All diese Bewertungen unseres Selbst, unserer Eigenschaften und unserer Fähigkeiten bilden unser sogenanntes Selbstwertgefühl. Es entwickelt sich bereits im mittleren bis älteren Kindesalter, zwischen acht und 12 Jahren. Forschende haben nun herausgefunden: Die größte Rolle spielt dabei das Aussehen – noch weit vor den eigenen Fähigkeiten oder den sozialen Beziehungen.
Seine Studie veröffentlichte das Team um Yixin Tang und Eddie Brummelman, Psycholog*innen vom Forschungsinstitut für Kindesentwicklung und Bildung an der Universität Amsterdam in der Zeitschrift International Journal of Behavioral Development. Sie ist die derzeit größte wissenschaftliche Erhebung über die Entstehung des Selbstwertgefühls im Kindesalter.
Kindliches Selbstwertgefühl ist weltweit vom Aussehen abhängig
Um herauszufinden, welche Parameter den meisten Einfluss auf das frühe Selbstwertgefühl haben, nutzten die Psycholog*innen des Forschungsteams eine weltweite Meta-Analyse. Die rund 33.000 Kinder waren im Alter von acht bis 12 Jahren und wurden zu ihrer Selbstwahrnehmung befragt. Sie stammten aus 21 Ländern rund um den gesamten Globus – von Amerika über Europa, Afrika und den Nahen Osten bis Asien.
Heraus kam ein sehr eindeutiges Ergebnis: Das Selbstwertgefühl der Kinder wurde am stärksten dadurch beeinflusst, wie zufrieden die Kinder mit ihrem Aussehen waren – und zwar weltweit, unabhängig von ihrer jeweiligen Kultur oder ihrem Geschlecht. Erst mit großem Abstand folgten auch andere Faktoren, die Einfluss auf den Selbstwert der Kinder hatten, darunter positiv bewertete Verhaltensweisen wie Ehrlichkeit oder moralisches Handeln, soziale Beziehungen, akademische Fähigkeiten, sportliche Kompetenzen und die Beziehung zu den Eltern.

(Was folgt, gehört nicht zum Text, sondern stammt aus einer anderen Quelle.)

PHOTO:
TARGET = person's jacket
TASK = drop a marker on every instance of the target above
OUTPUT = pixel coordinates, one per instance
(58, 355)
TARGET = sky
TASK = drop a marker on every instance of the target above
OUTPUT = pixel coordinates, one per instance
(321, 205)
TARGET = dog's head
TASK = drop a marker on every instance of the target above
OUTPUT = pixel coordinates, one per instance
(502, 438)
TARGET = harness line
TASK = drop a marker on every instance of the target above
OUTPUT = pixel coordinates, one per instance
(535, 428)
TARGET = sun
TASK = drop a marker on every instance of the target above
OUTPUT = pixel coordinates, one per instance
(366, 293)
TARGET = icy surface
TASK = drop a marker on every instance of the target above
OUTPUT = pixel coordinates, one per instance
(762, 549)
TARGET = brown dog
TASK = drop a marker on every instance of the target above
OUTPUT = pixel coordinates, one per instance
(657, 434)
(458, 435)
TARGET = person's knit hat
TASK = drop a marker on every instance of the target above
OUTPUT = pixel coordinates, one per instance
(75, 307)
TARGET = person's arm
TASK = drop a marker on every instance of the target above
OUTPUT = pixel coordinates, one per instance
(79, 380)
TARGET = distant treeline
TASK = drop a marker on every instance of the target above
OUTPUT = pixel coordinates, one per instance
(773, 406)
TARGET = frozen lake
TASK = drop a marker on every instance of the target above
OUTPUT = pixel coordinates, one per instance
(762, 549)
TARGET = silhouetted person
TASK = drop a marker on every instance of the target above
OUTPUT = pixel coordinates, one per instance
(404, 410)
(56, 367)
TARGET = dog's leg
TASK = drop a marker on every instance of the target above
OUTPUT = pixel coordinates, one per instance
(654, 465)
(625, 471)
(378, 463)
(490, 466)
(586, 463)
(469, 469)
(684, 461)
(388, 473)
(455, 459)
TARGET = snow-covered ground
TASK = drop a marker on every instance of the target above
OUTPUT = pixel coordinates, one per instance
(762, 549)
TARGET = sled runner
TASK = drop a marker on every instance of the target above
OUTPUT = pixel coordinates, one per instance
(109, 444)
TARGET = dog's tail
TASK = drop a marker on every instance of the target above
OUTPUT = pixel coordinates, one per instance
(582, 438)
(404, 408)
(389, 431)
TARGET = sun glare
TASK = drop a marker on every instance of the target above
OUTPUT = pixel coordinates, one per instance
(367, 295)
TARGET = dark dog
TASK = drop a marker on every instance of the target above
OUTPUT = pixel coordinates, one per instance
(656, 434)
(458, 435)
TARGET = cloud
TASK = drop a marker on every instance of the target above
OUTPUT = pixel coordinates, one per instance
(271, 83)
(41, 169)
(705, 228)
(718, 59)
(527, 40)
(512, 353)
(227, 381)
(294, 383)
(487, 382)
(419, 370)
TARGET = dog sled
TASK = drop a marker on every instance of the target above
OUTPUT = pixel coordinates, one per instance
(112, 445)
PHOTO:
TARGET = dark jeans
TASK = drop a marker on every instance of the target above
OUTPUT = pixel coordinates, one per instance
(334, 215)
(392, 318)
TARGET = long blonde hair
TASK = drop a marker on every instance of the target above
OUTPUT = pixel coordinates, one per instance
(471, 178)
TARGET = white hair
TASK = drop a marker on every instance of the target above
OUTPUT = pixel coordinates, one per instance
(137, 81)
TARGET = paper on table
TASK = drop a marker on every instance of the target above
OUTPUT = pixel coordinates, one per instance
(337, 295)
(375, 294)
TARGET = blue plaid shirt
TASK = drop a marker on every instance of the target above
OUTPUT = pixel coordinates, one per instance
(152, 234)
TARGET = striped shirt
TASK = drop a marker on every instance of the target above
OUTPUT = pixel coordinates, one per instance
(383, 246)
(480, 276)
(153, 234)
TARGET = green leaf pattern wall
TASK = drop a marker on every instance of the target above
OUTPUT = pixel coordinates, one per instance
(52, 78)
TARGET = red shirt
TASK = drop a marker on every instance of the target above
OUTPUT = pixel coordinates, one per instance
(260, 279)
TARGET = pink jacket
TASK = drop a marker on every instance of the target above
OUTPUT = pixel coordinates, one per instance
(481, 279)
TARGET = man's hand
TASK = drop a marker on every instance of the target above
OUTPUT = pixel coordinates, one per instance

Das überraschte die Forschenden, die zuvor angenommen hatten, dass es zumindest Unterschiede zwischen den individualistischen Kulturen in den westlichen Ländern und den kollektivistischen Kulturen in Ostasien, Südamerika oder den afrikanischen Ländern geben könnte.
„Individualistische Kulturen heben Ideale und Normen der persönlichen Unabhängigkeit, Entscheidungsfreiheit und Selbstverwirklichung hervor, während kollektivistische Kulturen im Gegensatz dazu Ideale und Normen der wechselseitigen Abhängigkeit und sozialen Gefüge im Fokus haben“, so die Forschenden. Sie glaubten, dass das Aussehen in individualistischen Kulturen aufgrund dieser starken Fokussierung auf das einzelne Individuum eine größere Rolle spielen würde als in kollektivistischen Kulturen – damit lagen sie jedoch falsch.
Warum ist Kindern ihr Aussehen so wichtig?
Doch wie kommt es dazu, dass Kinder ihr Selbstwertgefühl auf der ganzen Welt vor allem von ihrem körperlichen Aussehen abhängig machen? Dazu stellten die Forschenden einige Thesen auf: Das Äußere ist sehr sichtbar für andere und das erste, was von einer anderen Person beurteilt werden kann – noch bevor eine Eigenschaft wie Intelligenz überhaupt in Erscheinung treten kann.
Gerade die modernen Medien und die Gesellschaft vermitteln rund um die Uhr Schönheitsideale und die Wichtigkeit des Äußeren. Damit wird das sowieso schon gesteigerte Aufmerksamkeitsempfinden für die Bewertungen von Gleichaltrigen und Erwachsenen, das sich bei Kindern in dieser Phase entwickelt, noch befeuert.
Das Schwierige daran: Das Aussehen liegt größtenteils außerhalb der eigenen Kontrolle, macht aber trotzdem viel davon aus, wie man von Gleichaltrigen akzeptiert und von Erwachsenen bewertet wird.
Bessere Unterstützung von Kindern für ein gesundes Selbstwertgefühl
All diese Parameter – die äußere Bewertung, die hohe Sichtbarkeit von Schönheitsidealen, das Realisieren der sozialen Bedeutung des eigenen Aussehens und dessen Unkontrollierbarkeit – tragen zur Entwicklung des Selbstkonzeptes eines Kindes bei. Und sie sorgen dafür, dass ein Kind sein Selbstwertgefühl von Anfang an stark mit seinem Äußeren verknüpft.
Die Ergebnisse der großangelegten Studie sind laut den Forschenden „entscheidend für das Verständnis der Selbstwertentwicklung“. Mithilfe der Studie könnten zukünftig außerdem Möglichkeiten der Intervention und Unterstützung besser angepasst werden, die ein gesundes Selbstwertgefühl bei Kindern fördern.